学びの入口としててんちゃを知り、実際の購入では抹茶を選ぶという二段構えは、初心者にも取り入れやすい考え方です。

抹茶が日常向きな人

抹茶が向いているのは、家で手軽に楽しみたい人、ラテや菓子に活用したい人、香りと色を日常の中に取り入れたい人です。

抹茶は完成形として流通しているため、使い方が明確で、商品数も多く、用途に応じた選択がしやすいという強みがあります。

  • 家でそのまま点てて飲みたい人
  • ラテやスムージーに使いたい人
  • 製菓や料理に少量ずつ使いたい人
  • 贈り物として選びたい人
  • まず失敗しにくい選択をしたい人

逆に、用語の珍しさだけでてんちゃに惹かれてしまうと、期待していた使い方とずれてしまうことがあるため、日常用途では抹茶を中心に考える方が自然です。

迷ったときは、知識としてはてんちゃを押さえ、購入対象としては抹茶を選ぶという整理をすると、判断がぶれにくくなります。

迷ったときの早見表

最後に、てんちゃと抹茶をどちらから考えればよいかを、目的別の早見表にすると判断しやすくなります。
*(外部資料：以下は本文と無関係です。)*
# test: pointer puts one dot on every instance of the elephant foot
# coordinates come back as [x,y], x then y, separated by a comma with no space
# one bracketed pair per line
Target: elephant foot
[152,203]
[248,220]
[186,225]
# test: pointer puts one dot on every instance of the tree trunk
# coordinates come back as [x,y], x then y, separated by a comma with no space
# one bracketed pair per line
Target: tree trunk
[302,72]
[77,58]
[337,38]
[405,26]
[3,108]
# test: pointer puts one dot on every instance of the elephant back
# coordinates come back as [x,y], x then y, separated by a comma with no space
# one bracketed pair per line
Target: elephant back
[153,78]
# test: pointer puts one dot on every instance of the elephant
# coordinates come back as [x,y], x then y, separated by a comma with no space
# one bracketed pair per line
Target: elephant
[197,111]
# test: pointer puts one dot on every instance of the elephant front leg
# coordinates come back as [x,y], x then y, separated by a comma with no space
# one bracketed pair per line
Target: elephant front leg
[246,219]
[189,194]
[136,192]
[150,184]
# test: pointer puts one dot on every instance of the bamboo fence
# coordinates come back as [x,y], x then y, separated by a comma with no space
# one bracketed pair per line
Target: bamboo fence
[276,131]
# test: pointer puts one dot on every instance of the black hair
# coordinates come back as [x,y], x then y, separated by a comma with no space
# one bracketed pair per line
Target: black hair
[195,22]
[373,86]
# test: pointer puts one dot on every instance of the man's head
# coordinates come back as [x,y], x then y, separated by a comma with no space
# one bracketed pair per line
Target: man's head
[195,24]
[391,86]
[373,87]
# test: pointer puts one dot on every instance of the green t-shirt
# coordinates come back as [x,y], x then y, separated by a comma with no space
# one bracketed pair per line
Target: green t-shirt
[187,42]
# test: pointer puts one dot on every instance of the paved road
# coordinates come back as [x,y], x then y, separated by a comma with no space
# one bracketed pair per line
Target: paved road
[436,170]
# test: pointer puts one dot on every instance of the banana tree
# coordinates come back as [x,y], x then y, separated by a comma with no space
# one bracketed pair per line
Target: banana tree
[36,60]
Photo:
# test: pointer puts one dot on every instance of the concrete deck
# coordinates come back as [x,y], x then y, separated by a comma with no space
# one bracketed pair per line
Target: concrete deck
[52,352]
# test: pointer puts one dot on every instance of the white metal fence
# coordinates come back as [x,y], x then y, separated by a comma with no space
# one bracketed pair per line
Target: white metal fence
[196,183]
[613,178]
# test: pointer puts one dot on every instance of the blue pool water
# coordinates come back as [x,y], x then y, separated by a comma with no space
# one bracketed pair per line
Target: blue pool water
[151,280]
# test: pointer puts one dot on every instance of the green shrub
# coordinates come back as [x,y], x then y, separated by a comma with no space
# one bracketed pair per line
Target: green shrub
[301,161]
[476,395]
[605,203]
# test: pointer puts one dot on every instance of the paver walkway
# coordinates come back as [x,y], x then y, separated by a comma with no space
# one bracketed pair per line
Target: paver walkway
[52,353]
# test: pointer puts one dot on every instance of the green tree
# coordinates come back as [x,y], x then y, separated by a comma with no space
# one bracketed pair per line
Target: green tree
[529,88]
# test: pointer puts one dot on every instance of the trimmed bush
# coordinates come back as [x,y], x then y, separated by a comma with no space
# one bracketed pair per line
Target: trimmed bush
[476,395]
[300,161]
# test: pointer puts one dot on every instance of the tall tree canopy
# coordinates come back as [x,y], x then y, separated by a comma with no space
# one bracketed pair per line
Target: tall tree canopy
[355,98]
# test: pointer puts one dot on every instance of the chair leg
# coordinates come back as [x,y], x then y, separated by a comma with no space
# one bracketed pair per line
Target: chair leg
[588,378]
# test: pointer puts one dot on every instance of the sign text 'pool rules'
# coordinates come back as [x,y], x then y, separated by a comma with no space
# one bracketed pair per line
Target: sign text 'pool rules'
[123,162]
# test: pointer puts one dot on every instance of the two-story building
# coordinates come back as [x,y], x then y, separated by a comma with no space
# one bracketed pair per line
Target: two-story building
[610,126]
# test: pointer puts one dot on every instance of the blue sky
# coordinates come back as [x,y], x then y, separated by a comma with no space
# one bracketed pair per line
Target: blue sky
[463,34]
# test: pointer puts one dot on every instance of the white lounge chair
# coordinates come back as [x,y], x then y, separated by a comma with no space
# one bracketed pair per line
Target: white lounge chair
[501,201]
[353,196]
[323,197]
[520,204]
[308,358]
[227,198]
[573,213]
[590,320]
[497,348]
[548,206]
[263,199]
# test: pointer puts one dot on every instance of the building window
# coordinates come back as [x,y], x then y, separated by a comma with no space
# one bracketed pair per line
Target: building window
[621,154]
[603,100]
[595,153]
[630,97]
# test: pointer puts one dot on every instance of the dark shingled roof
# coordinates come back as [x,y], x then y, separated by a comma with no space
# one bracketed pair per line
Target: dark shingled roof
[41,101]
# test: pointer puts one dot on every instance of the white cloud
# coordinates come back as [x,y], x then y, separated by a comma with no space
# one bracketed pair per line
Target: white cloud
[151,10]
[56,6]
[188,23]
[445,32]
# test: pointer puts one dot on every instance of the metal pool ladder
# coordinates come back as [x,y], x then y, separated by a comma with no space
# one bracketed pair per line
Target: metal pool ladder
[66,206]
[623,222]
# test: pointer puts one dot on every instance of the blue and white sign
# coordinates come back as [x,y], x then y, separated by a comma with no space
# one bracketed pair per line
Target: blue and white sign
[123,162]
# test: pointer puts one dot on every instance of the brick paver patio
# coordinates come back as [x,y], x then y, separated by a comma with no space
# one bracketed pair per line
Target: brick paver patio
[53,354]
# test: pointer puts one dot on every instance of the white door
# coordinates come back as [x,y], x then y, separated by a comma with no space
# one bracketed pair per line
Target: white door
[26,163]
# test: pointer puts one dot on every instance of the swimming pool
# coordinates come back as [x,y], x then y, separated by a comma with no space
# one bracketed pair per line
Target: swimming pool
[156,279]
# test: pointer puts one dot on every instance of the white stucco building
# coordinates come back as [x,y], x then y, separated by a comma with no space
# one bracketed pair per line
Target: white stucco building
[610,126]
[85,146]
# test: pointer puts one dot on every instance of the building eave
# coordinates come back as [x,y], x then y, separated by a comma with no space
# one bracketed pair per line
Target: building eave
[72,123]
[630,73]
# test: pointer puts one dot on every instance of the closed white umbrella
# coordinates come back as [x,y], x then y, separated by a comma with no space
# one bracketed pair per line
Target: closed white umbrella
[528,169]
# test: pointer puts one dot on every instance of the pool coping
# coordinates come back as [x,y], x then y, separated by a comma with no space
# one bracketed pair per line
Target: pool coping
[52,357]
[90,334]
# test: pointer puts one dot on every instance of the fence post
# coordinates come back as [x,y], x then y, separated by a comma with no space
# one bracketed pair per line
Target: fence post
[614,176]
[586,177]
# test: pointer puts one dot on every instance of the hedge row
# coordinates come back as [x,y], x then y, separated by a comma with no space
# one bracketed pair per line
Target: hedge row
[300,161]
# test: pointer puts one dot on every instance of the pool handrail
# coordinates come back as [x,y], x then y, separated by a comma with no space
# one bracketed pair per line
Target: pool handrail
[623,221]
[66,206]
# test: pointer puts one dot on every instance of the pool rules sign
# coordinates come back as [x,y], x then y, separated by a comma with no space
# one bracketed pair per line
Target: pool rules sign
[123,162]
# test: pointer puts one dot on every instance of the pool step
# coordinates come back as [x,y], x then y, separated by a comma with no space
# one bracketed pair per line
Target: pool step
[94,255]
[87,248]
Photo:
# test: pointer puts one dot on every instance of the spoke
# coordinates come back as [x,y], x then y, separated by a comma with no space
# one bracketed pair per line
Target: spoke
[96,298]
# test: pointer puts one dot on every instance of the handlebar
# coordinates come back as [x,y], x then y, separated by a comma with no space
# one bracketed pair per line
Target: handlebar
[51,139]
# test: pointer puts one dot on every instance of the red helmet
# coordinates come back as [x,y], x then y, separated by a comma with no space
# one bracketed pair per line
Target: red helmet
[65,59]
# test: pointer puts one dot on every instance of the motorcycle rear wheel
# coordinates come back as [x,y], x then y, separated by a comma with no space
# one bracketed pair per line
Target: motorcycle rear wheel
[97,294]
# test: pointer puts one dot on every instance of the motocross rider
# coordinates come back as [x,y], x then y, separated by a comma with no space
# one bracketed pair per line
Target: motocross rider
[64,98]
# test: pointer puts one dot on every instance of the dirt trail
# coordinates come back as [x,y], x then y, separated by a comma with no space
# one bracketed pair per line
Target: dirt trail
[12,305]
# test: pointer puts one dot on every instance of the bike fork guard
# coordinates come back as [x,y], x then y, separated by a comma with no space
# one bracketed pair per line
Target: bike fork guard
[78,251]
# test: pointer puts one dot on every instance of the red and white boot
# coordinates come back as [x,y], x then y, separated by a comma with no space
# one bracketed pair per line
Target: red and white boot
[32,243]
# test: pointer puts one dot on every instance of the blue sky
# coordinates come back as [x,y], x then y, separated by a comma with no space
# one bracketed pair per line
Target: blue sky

とくに初心者は、知識の入口と購入の入口を同じにしなくてもよいと考えると、必要以上に複雑に悩まずに済みます。

目的 まず見るもの 理由
違いを理解したい てんちゃの定義 原料と抹茶の関係が見える
家で飲みたい 飲用向け抹茶 完成形なので扱いやすい
ラテや菓子に使いたい 加工向け抹茶 用途に合う設計がされやすい
価格差を納得したい てんちゃの製法情報 原料由来の差が理解しやすい
贈答で失敗したくない 抹茶の用途表記と産地表記 相手に伝わりやすい

この表で自分の目的に最も近い行を選べば、読むべき情報と買うべき商品の優先順位が整理できます。

てんちゃと抹茶の違いは難しそうに見えますが、目的を起点にすれば、実際の判断はかなりシンプルになります。

てんちゃと抹茶を迷わず選ぶ着地点

てんちゃと抹茶の違いをひとことで言えば、てんちゃは抹茶の原料茶であり、抹茶はそのてんちゃを微粉末にした完成形で、両者は別物というより前後につながる関係です。

この関係を理解すると、被覆栽培がうま味や色に影響する理由、揉まない製法が原料の個性を作る理由、粉末茶と抹茶を分けて考える必要がある理由まで、ばらばらだった情報が一本につながります。

選ぶ場面では、まず用途を決め、次にラベルで茶種名、用途表記、原料原産地、内容量、保存方法を確認し、価格をそれらの条件と照らし合わせて判断するのが失敗しにくい流れです。

さらに2025年実績と2026年時点の公表情報を見ると、てん茶の生産拡大、粉末状茶を中心とした輸出増、新品種や加工設備への投資が進んでおり、てんちゃと抹茶は知識としても買い物としても、いま理解しておく価値が大きいテーマだと言えます。